Yo sueño la edad dorada en que el odio determinó los
actos mágicos de los animales del himno del hombre con los cuales vivirá en
perfecta comunión.
Oíd el himno de triunfo del hombre y su imagen sobre
sí mismo volviéndose.
El dios impuro desato de mi boca y sólo me es dado
conjurar lo invisible.
¿Hay otros mundos más allá de los sueños? Nada sabes
fuera de lo que te han enseñado los sueños.

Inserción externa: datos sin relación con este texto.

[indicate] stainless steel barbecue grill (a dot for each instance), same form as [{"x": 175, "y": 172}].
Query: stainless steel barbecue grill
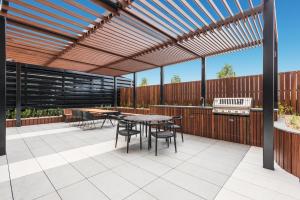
[{"x": 232, "y": 106}]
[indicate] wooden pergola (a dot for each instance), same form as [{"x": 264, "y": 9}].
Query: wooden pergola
[{"x": 118, "y": 37}]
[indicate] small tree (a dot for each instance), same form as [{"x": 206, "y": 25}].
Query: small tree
[
  {"x": 175, "y": 79},
  {"x": 226, "y": 72},
  {"x": 144, "y": 82}
]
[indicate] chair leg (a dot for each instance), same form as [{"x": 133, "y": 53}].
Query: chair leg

¿Puedo creer en ti, felicidad perversa?
Me escucho, me evaporo, pero me reconozco en ese
espectro de fuego que mira a través de mi ventana.
Más el mundo invisible no será a vosotros visible
hasta que yo lo quiera.
Si gozas con tu miseria, si ríes de tu caída, toma
el fusil y llama a tus negros lebreles.
Vigía de las costas de una bella eternidad, ángel
sometido a tu propio demonio, si afuera de ti mismo nadie te aguarda ¿qué
esperas todavía?
Lo sabes todo, lo has probado todo, pero menos la
dicha.
Dicha, extraña palabra, ¿qué fantasmas te escriben?
Evasión de la dicha ¿no eres la evasión del pequeño
mundo de las risas compradas?
El hombre necesita un dios para su debilidad, un
dios para su amor.
Pero yo busco un dios para mi crimen, un dios para
mi herejía idolátrica.
Somos llagas de carnicería divina y masacre.